Its earliest datable and identifiable finds link it with its defence against the Assyrian siege.  The Bible records Hezekiah’s monumental work diverting the water of the Gihon Spring from the more vulnerable Kidron  edge of the spur of land (to the Tyropean edge where the far side had by now been incorporated into the site), and we waded a long distance in the dark yesterday through the tunnel which he had cut through the rock for this purpose.

Later finds can be linked directly with administration going on here ahead of the Babylonian invasion, including a seal for a document which carries the same name as a scribe who appears in Jeremiah.

So this original site and the ‘Old City’ interlock like a Venn diagram, with the Temple site being the overlapping area.  One circle is the original Jerusalem (‘City of David’) including the Temple site.  The other circle is the ‘Old City’ of both the Temple site and later housing to the north and west of it eventually enclosed by mediaeval walls.

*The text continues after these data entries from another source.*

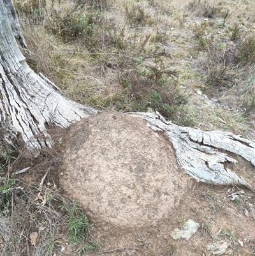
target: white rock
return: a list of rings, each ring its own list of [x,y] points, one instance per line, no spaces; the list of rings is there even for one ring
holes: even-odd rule
[[[224,253],[229,244],[224,240],[214,243],[207,246],[207,250],[214,255],[221,255]]]
[[[193,234],[196,233],[200,224],[189,219],[185,223],[182,230],[175,229],[175,231],[171,233],[171,237],[175,239],[180,239],[181,238],[189,240]]]

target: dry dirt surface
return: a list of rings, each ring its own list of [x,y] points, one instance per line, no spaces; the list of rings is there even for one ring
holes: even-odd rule
[[[209,255],[207,246],[224,240],[224,255],[254,255],[253,192],[196,183],[177,165],[169,140],[146,124],[101,114],[63,138],[59,181],[94,223],[101,248],[91,254]],[[200,224],[198,231],[174,240],[175,229],[189,219]]]

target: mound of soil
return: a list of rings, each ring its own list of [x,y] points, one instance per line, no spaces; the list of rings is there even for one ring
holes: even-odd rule
[[[156,227],[185,197],[189,177],[171,145],[143,120],[103,114],[68,134],[60,183],[107,232]]]
[[[205,255],[208,245],[222,239],[235,247],[228,253],[252,251],[254,213],[245,208],[246,199],[238,206],[226,196],[235,188],[191,179],[177,165],[169,140],[145,121],[101,114],[69,128],[62,142],[59,184],[84,206],[103,252]],[[248,199],[249,190],[242,189]],[[190,218],[200,229],[189,241],[174,240],[172,232]],[[221,230],[233,231],[235,242]]]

But, perhaps the subject for a different post, long before these mediaeval walls were built, the Temple Mount was remodelled several times, so that it is almost unrecognisable.  Herod quarried and built until the Temple stood on a substantial new platform – the surviving ‘Western Wall’ (or ‘wailing wall’) is not part of the Temple at all but part of this platform.  The Romans destroyed the Temple and much more than this in 70 AD and later rebuilt the city on a different ground plan.  The later Moslem rulers actually filled in the top of the Tyropean valley to bring housing up to the edge of Herod’s platform.